En primer lugar, la incesante y esforzada actividad que han desplegado no solo las instituciones estatales pertinentes, sino también múltiples organizaciones de base y entidades de la sociedad civil para lidiar con los efectos de la pandemia, evidencia que el destino del país es una responsabilidad compartida, y que nadie tiene, por sí solo, todas las respuestas. En consecuencia, promover hoy una conversación en la cual cada actor contribuya con su posición, junto con ser lo propio de un país democrático como el nuestro, es también una oportunidad única para que entre aire fresco al debate nacional. Necesitamos más y nuevos actores; necesitamos colaborar, proponer, disentir y volver a dialogar. Solo así podremos ir conectando mundos que llevan demasiado tiempo separados. Ad portas del proceso constituyente, apremia contar con más ciudadanos y ciudadanas dispuestos a entrar en esta conversación.

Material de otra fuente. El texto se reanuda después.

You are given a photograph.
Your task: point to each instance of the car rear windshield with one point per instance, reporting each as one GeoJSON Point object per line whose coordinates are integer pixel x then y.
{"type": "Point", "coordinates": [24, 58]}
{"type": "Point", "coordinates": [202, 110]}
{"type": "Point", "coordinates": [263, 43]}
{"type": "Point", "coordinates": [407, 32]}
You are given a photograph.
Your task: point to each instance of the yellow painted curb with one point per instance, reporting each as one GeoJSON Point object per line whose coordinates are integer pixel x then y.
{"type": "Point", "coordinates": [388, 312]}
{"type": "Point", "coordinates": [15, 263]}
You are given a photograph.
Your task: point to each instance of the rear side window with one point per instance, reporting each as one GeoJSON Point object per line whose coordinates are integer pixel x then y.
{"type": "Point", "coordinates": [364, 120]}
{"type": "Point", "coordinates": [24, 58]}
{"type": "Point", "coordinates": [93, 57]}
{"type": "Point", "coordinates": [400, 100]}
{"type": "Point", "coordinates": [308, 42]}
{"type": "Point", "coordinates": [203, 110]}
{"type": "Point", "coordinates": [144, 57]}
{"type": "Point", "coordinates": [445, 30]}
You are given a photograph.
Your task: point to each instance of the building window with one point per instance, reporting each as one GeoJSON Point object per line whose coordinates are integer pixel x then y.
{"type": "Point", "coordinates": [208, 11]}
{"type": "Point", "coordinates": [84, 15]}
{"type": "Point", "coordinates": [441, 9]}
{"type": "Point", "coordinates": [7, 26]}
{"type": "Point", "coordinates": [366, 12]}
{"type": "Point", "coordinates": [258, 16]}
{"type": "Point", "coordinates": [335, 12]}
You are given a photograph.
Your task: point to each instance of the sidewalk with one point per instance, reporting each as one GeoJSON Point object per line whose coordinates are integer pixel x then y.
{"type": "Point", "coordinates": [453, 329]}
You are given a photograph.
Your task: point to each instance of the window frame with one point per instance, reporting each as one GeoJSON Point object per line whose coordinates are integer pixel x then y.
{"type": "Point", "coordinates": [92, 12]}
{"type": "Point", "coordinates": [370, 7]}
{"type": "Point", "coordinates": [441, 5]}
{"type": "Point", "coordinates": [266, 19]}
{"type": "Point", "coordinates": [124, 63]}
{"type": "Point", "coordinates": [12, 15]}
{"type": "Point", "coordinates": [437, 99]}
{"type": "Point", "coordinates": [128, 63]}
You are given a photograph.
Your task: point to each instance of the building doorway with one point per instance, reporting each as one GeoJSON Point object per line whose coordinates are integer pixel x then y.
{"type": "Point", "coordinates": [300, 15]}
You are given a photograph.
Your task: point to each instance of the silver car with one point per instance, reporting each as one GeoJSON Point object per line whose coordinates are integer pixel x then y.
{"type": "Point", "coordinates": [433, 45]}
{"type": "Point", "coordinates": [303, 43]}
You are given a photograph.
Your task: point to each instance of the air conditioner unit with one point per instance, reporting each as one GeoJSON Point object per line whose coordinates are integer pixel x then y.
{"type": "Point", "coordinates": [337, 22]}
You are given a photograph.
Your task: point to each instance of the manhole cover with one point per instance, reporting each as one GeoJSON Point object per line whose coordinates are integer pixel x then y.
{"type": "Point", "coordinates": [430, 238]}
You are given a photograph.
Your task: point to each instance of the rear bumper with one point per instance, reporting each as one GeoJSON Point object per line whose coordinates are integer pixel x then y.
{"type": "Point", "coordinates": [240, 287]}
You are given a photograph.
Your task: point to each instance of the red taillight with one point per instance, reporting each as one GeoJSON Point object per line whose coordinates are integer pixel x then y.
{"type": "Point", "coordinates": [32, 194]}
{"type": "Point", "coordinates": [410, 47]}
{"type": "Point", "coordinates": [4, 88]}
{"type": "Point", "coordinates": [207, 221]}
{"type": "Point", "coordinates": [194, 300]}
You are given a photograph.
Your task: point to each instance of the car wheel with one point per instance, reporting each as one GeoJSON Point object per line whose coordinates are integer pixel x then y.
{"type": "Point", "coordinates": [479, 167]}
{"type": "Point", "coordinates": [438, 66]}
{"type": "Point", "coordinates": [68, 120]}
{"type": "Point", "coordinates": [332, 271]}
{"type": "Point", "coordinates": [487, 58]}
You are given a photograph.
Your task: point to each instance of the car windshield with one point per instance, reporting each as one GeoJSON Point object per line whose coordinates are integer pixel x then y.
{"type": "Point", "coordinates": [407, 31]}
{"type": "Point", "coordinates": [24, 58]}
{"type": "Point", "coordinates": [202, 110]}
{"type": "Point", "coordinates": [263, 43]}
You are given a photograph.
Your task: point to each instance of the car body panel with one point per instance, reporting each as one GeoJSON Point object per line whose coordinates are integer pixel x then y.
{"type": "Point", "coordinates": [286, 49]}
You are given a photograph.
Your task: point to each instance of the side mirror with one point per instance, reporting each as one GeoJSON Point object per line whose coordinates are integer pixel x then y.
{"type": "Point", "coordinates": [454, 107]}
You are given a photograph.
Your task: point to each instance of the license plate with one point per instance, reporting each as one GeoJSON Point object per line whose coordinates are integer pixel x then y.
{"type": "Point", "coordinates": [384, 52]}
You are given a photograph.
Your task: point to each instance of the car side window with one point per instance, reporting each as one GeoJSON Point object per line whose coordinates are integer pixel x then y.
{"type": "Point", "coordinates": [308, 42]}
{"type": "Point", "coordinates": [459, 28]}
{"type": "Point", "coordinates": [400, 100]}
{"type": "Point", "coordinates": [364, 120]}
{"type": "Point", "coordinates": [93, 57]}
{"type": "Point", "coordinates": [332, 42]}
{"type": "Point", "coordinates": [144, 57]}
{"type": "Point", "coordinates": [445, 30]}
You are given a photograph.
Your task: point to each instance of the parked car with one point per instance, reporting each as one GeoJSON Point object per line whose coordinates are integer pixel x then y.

Pero, en segundo lugar, para intentar construir un destino común hay que compartir ciertas condiciones mínimas de existencia y en Chile algunas de ellas son abrumadoramente heterogéneas. Es más, como se ha hecho evidente para todo quien tenga acceso a cosas como un televisor, no solo hay una parte importante de nuestra población que vive al filo de regresar a la pobreza de hace tan solo una o dos generaciones, sino también que hay muchos que todavía sobreviven en muy precarias condiciones. Así, si a partir de octubre comenzamos a hablar en serio, constatando los abusos y las desigualdades, sobre la urgencia de algunas reformas estructurales, hoy hablamos de que, más aun, solo algunos pocos pueden sobrellevar por sí solos los costos de medidas como la cuarentena. En otras palabras, si hace tan solo algunos meses la muerte de alguien esperando atención en el sistema público era causa de moderada alarma, hoy nos parece, por fin, inconcebible que el acceso a la salud esté determinado por la capacidad de pago del afectado.
Tanto los pasos que hemos dado para aumentar nuestra deliberación pública, como la conciencia cada vez más transversal de que existen grietas sociales que urge reparar, son cosas que tendremos que recordar cuando la pandemia haya terminado. Es ahí cuando la “nueva normalidad” se volverá un concepto con total sentido.